Celui qui fit cette réponse n’était autre que Phileas Fogg, dont la tête émergeait alors du flot de papier amassé autour de lui. En même temps, Phileas Fogg salua ses collègues, qui lui rendirent son salut.

Le fait dont il était question, que les divers journaux du Royaume-Uni discutaient avec ardeur, s’était accompli trois jours auparavant, le 29 septembre.
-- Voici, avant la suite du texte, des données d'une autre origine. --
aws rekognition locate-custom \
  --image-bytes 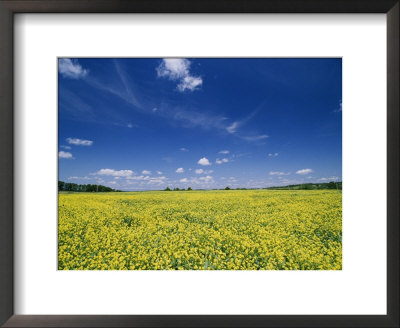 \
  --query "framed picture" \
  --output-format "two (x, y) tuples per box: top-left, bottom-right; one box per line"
(0, 0), (400, 327)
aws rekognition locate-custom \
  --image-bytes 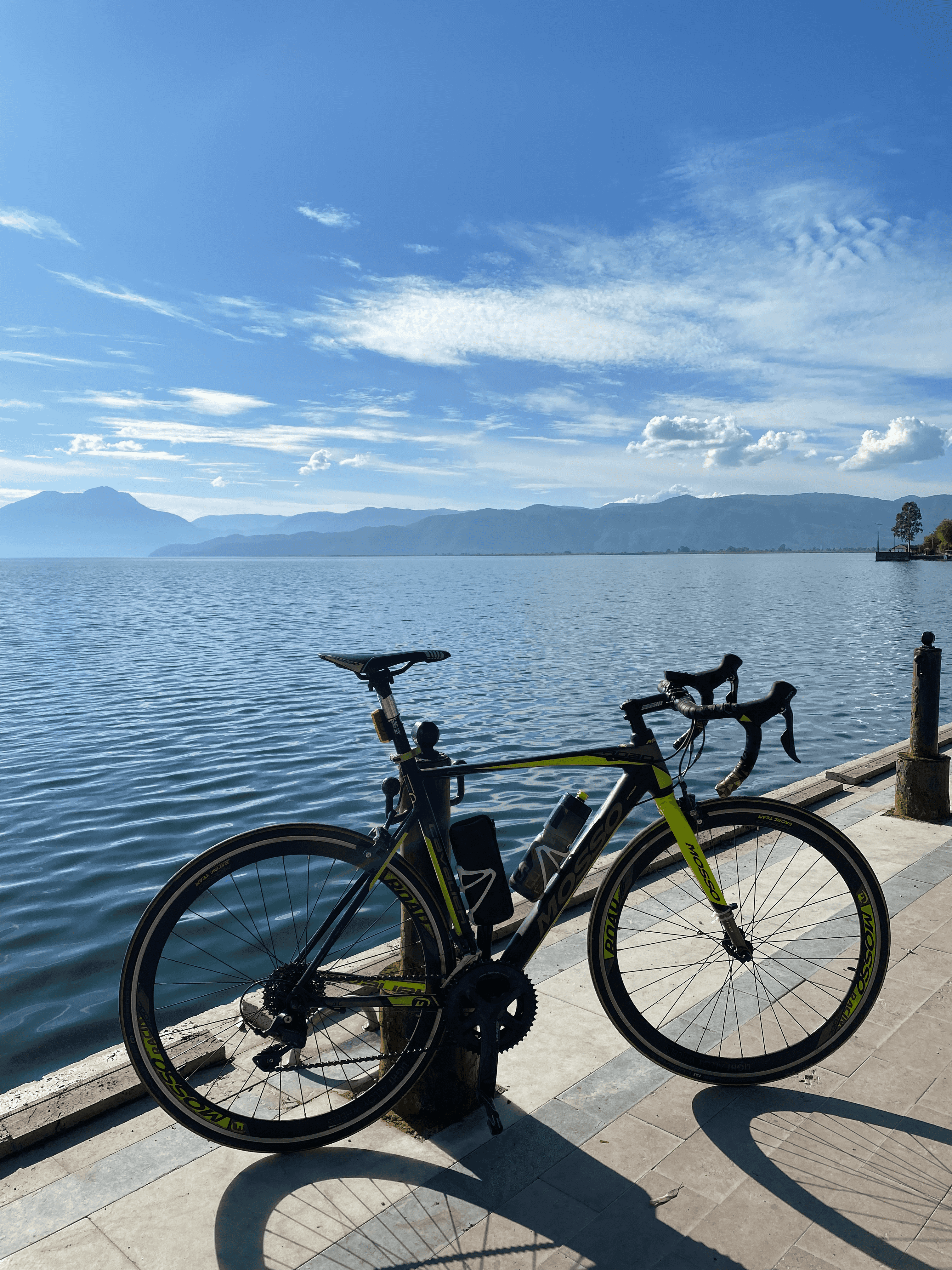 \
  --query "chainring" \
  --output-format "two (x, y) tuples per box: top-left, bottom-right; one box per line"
(445, 961), (538, 1054)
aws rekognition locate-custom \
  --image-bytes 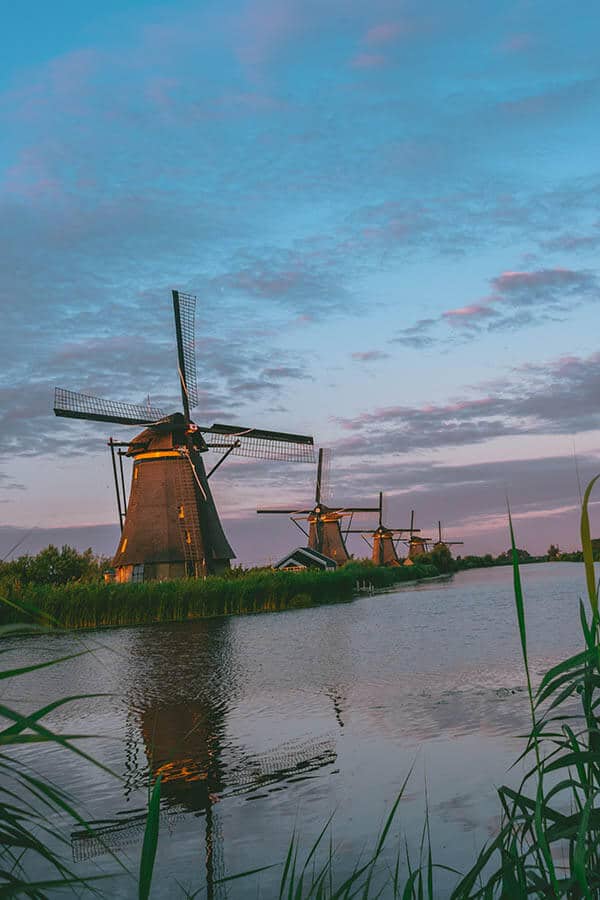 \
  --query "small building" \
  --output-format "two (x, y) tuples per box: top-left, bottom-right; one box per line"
(273, 547), (337, 572)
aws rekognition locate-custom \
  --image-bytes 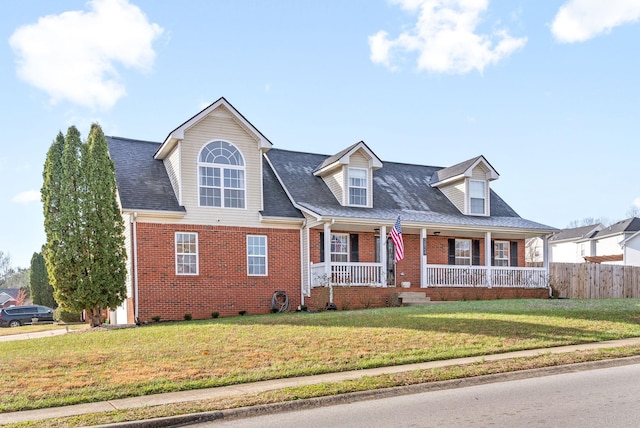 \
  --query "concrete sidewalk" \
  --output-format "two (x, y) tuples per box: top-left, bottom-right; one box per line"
(0, 328), (69, 342)
(0, 338), (640, 424)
Une liasse de bank-notes, formant l’énorme somme de cinquante-cinq mille livres, avait été prise sur la tablette du caissier principal de la Banque d’Angleterre.

À qui s’étonnait qu’un tel vol eût pu s’accomplir aussi facilement, le sous-gouverneur Gauthier Ralph se bornait à répondre qu’à ce moment même, le caissier s’occupait d’enregistrer une recette de trois shillings six pence, et qu’on ne saurait avoir l’œil à tout.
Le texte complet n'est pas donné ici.